What you need to know about the Eurovision Song Contest

Thanks to a highly anticipated performance by Justin Timberlake and the entry of Australia into the competition, the Eurovision Song Contest is enjoying global attention. So what’s the story of this epic event that is watched by over 200 million people worldwide? Find out on today’s blog!



The Eurovision Song Contest is one of the longest running television shows in the world and celebrated its 61st anniversary this year. The first show aired on 24th May 1956 and since then it has embedded itself in European tradition and is without doubt one of Europe’s most treasured TV shows and a guilty pleasure of many. With six decades of history, well over 1000 songs have been performed on the show by the likes of ABBA, Céline Dion, Cliff Richard and Julio Iglesias. But where did it all begin?

It was started by the European Broadcasting Union (EBU) following a meeting in Monaco in 1955, when Marcel Bezençon, a Frenchman working for the EBU, came up with the idea of an international song contest based on the Italian Festival di Sanremo. It was initially conceived as a technological experiment in live television in the days before satellite TV, YouTube and Netflix but was such a huge success that it continued to air annually in Europe, as well as Australia, Canada, Egypt, Hong Kong, India, Jordan, Korea, New Zealand and the United States in more recent years. It continues to grow every year and if you’re a Eurovision fan then you may have noticed that Australia entered the contest (and performed very well) in the 2015 and 2016 shows, and it is anticipated that other non-EU countries may enter in the future, making it a truly global contest.


The format

In the early years of the competition, as only a small number of countries participated, all acts performed on the big night and then a televote was opened, allowing viewers to vote for their favourite act, with the exception of their own country. The winner of the public vote was crowned champion and the prize was the privilege of hosting the contest the following year. However, as the competition has grown with more countries entering acts (43 countries in total), there are now several knock-out rounds and semi-finals leading up to the main event, and currently only 26 acts perform on the night, although all 43 participating countries can vote for their favorite.

Another change to the format in recent years has been the use of national juries, who professionally judge the acts, with their votes being added to the public vote. These panels were brought in to try to negate political voting, whereby neighboring countries voted for one another, as this was beginning to ruin the results of the show. In a twist to the 2016 contest, the votes of the national juries were presented first by representatives from each participating country, with the televoting points then being added and announced by the show hosts. This new system added a lot more excitement to the results show, culminating in the unexpected triumph of Ukraine with the song “1944” performed by Jamala!


Notable winners

The wonderful thing about Eurovision is the diversity and the winning country each year is no exception – it is rare for the same country to win two years running. That said, there has been the notable exception of Ireland, who won in 1992, 1993 and 1994, as well as 1996!
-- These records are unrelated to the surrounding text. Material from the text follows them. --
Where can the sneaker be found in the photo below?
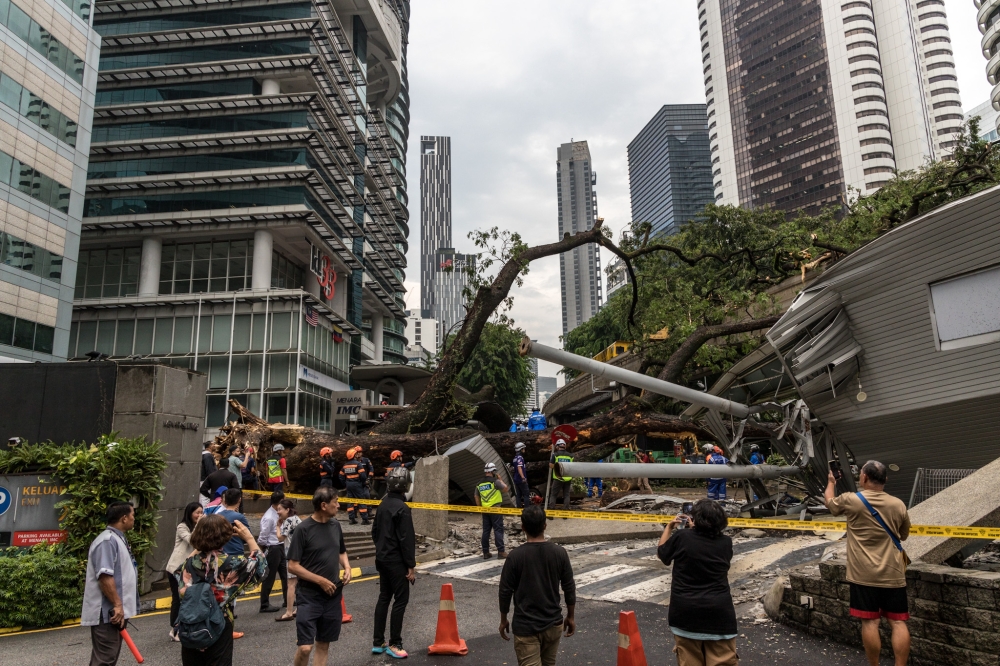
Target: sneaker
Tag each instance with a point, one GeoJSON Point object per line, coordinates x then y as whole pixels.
{"type": "Point", "coordinates": [396, 652]}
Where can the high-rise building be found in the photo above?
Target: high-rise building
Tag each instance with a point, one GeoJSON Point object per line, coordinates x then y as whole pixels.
{"type": "Point", "coordinates": [988, 117]}
{"type": "Point", "coordinates": [831, 96]}
{"type": "Point", "coordinates": [246, 200]}
{"type": "Point", "coordinates": [48, 75]}
{"type": "Point", "coordinates": [670, 168]}
{"type": "Point", "coordinates": [580, 268]}
{"type": "Point", "coordinates": [451, 279]}
{"type": "Point", "coordinates": [435, 212]}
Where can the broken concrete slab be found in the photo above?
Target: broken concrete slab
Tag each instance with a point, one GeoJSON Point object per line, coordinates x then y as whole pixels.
{"type": "Point", "coordinates": [972, 502]}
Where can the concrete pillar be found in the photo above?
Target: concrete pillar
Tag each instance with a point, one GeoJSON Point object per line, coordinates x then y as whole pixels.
{"type": "Point", "coordinates": [149, 267]}
{"type": "Point", "coordinates": [263, 244]}
{"type": "Point", "coordinates": [430, 485]}
{"type": "Point", "coordinates": [377, 323]}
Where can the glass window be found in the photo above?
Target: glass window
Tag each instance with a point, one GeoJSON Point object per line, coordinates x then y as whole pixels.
{"type": "Point", "coordinates": [106, 336]}
{"type": "Point", "coordinates": [241, 333]}
{"type": "Point", "coordinates": [123, 343]}
{"type": "Point", "coordinates": [182, 334]}
{"type": "Point", "coordinates": [220, 338]}
{"type": "Point", "coordinates": [164, 335]}
{"type": "Point", "coordinates": [144, 336]}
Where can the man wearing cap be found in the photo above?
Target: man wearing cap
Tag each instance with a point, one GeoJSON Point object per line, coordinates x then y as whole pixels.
{"type": "Point", "coordinates": [521, 476]}
{"type": "Point", "coordinates": [489, 492]}
{"type": "Point", "coordinates": [564, 483]}
{"type": "Point", "coordinates": [277, 473]}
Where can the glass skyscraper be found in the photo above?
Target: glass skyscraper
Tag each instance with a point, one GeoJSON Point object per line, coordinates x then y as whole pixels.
{"type": "Point", "coordinates": [246, 198]}
{"type": "Point", "coordinates": [670, 168]}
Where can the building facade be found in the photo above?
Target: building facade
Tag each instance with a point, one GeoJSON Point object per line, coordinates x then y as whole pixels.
{"type": "Point", "coordinates": [435, 212]}
{"type": "Point", "coordinates": [246, 197]}
{"type": "Point", "coordinates": [451, 280]}
{"type": "Point", "coordinates": [833, 96]}
{"type": "Point", "coordinates": [580, 268]}
{"type": "Point", "coordinates": [670, 169]}
{"type": "Point", "coordinates": [988, 117]}
{"type": "Point", "coordinates": [48, 75]}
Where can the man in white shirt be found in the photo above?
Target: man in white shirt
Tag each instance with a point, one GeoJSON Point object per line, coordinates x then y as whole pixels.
{"type": "Point", "coordinates": [274, 550]}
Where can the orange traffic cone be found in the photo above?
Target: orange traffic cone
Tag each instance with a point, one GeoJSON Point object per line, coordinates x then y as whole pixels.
{"type": "Point", "coordinates": [446, 640]}
{"type": "Point", "coordinates": [630, 652]}
{"type": "Point", "coordinates": [345, 616]}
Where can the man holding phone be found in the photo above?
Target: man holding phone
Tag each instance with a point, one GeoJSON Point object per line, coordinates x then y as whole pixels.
{"type": "Point", "coordinates": [316, 557]}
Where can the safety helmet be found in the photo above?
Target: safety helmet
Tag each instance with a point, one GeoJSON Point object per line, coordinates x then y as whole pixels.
{"type": "Point", "coordinates": [397, 480]}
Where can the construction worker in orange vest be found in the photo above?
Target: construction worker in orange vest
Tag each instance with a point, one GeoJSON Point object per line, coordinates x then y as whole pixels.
{"type": "Point", "coordinates": [326, 470]}
{"type": "Point", "coordinates": [354, 477]}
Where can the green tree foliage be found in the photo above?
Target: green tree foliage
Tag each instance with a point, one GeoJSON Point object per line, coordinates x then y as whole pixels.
{"type": "Point", "coordinates": [497, 363]}
{"type": "Point", "coordinates": [723, 266]}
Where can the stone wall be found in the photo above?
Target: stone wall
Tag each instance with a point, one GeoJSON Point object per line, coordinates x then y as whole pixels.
{"type": "Point", "coordinates": [954, 613]}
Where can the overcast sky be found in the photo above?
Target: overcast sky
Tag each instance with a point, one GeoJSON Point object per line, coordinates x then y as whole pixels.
{"type": "Point", "coordinates": [510, 81]}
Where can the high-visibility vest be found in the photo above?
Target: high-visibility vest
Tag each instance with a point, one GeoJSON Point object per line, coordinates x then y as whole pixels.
{"type": "Point", "coordinates": [274, 470]}
{"type": "Point", "coordinates": [562, 457]}
{"type": "Point", "coordinates": [489, 495]}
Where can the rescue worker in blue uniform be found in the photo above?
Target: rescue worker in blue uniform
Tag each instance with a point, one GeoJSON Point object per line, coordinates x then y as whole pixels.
{"type": "Point", "coordinates": [354, 477]}
{"type": "Point", "coordinates": [326, 470]}
{"type": "Point", "coordinates": [716, 487]}
{"type": "Point", "coordinates": [489, 492]}
{"type": "Point", "coordinates": [537, 421]}
{"type": "Point", "coordinates": [521, 476]}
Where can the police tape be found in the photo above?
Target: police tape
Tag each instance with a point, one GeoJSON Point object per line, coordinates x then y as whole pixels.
{"type": "Point", "coordinates": [948, 531]}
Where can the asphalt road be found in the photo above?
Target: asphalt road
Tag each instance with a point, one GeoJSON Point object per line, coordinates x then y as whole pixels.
{"type": "Point", "coordinates": [268, 643]}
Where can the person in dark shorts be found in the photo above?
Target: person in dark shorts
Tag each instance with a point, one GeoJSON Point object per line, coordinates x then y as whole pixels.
{"type": "Point", "coordinates": [876, 562]}
{"type": "Point", "coordinates": [316, 558]}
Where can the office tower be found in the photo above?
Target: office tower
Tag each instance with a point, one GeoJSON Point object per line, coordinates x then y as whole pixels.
{"type": "Point", "coordinates": [670, 168]}
{"type": "Point", "coordinates": [580, 268]}
{"type": "Point", "coordinates": [246, 205]}
{"type": "Point", "coordinates": [435, 212]}
{"type": "Point", "coordinates": [47, 80]}
{"type": "Point", "coordinates": [451, 279]}
{"type": "Point", "coordinates": [831, 96]}
{"type": "Point", "coordinates": [988, 117]}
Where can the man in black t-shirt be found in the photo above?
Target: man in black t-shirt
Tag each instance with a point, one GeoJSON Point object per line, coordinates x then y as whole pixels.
{"type": "Point", "coordinates": [316, 557]}
{"type": "Point", "coordinates": [532, 576]}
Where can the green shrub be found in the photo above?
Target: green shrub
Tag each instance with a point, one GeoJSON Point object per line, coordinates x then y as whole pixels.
{"type": "Point", "coordinates": [41, 586]}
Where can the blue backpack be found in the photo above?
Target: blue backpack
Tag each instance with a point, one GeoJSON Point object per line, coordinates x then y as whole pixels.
{"type": "Point", "coordinates": [200, 621]}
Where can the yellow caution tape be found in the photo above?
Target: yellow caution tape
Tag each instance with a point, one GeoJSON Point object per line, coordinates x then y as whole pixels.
{"type": "Point", "coordinates": [948, 531]}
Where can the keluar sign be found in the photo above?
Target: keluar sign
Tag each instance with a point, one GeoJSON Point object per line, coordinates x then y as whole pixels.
{"type": "Point", "coordinates": [28, 514]}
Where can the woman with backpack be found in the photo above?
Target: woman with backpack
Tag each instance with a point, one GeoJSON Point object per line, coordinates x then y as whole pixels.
{"type": "Point", "coordinates": [182, 549]}
{"type": "Point", "coordinates": [209, 584]}
{"type": "Point", "coordinates": [287, 522]}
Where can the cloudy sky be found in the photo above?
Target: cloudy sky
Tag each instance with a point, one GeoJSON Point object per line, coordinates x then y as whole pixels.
{"type": "Point", "coordinates": [510, 81]}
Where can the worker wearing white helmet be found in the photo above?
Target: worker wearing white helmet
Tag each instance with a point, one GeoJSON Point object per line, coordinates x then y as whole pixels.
{"type": "Point", "coordinates": [562, 484]}
{"type": "Point", "coordinates": [489, 492]}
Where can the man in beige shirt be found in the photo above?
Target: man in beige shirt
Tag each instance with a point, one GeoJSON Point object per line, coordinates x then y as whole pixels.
{"type": "Point", "coordinates": [876, 568]}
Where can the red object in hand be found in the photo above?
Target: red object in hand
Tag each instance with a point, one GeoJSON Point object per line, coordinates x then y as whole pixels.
{"type": "Point", "coordinates": [131, 646]}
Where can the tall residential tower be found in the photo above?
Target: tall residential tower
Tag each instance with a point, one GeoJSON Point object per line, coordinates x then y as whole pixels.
{"type": "Point", "coordinates": [580, 268]}
{"type": "Point", "coordinates": [48, 75]}
{"type": "Point", "coordinates": [810, 98]}
{"type": "Point", "coordinates": [670, 168]}
{"type": "Point", "coordinates": [435, 213]}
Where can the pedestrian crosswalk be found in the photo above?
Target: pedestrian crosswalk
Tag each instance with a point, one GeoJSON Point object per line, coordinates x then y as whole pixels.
{"type": "Point", "coordinates": [630, 571]}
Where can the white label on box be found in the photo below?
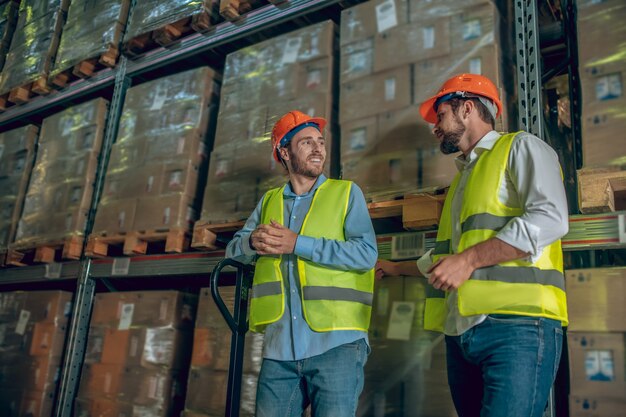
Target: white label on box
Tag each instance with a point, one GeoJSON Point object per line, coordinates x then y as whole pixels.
{"type": "Point", "coordinates": [160, 96]}
{"type": "Point", "coordinates": [471, 29]}
{"type": "Point", "coordinates": [476, 66]}
{"type": "Point", "coordinates": [429, 37]}
{"type": "Point", "coordinates": [53, 270]}
{"type": "Point", "coordinates": [382, 301]}
{"type": "Point", "coordinates": [599, 365]}
{"type": "Point", "coordinates": [408, 245]}
{"type": "Point", "coordinates": [609, 87]}
{"type": "Point", "coordinates": [292, 49]}
{"type": "Point", "coordinates": [314, 79]}
{"type": "Point", "coordinates": [126, 318]}
{"type": "Point", "coordinates": [386, 16]}
{"type": "Point", "coordinates": [401, 320]}
{"type": "Point", "coordinates": [20, 328]}
{"type": "Point", "coordinates": [121, 218]}
{"type": "Point", "coordinates": [390, 89]}
{"type": "Point", "coordinates": [357, 139]}
{"type": "Point", "coordinates": [621, 225]}
{"type": "Point", "coordinates": [120, 266]}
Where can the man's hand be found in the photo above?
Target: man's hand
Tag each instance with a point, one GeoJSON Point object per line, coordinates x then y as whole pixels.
{"type": "Point", "coordinates": [384, 268]}
{"type": "Point", "coordinates": [450, 272]}
{"type": "Point", "coordinates": [273, 239]}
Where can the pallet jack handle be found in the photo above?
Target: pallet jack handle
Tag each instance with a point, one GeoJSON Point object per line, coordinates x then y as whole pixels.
{"type": "Point", "coordinates": [238, 324]}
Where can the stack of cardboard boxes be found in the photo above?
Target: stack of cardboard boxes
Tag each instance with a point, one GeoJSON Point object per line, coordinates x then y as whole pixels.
{"type": "Point", "coordinates": [405, 374]}
{"type": "Point", "coordinates": [602, 61]}
{"type": "Point", "coordinates": [597, 341]}
{"type": "Point", "coordinates": [93, 30]}
{"type": "Point", "coordinates": [261, 83]}
{"type": "Point", "coordinates": [33, 327]}
{"type": "Point", "coordinates": [61, 184]}
{"type": "Point", "coordinates": [17, 154]}
{"type": "Point", "coordinates": [35, 43]}
{"type": "Point", "coordinates": [137, 355]}
{"type": "Point", "coordinates": [208, 378]}
{"type": "Point", "coordinates": [155, 175]}
{"type": "Point", "coordinates": [394, 55]}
Individual notable winners include ABBA, who won with “Waterloo” in 1974 for Sweden; Céline Dion, who won in 1988 for Switzerland; Lulu and Bucks Fizz, who won for the UK in 1969 and 1981, respectively; and Conchita Wurst, who won in 2014 for Austria with “Rise Like a Phoenix”.


Why watch it

While some of the entries are…ermm…unique, the production is absolutely flawless, with spectacular lighting, special effects and high-energy performances that will keep you enthralled! Even if some of the songs aren’t to your taste, it is a highly entertaining show, with diverse music that often reflects the mood of Europe and the varying cultures of the European countries, and there is no doubt that every year the host country puts an enormous effort into making every performance memorable. So, if you haven’t seen Eurovision before, be sure to tune in next year!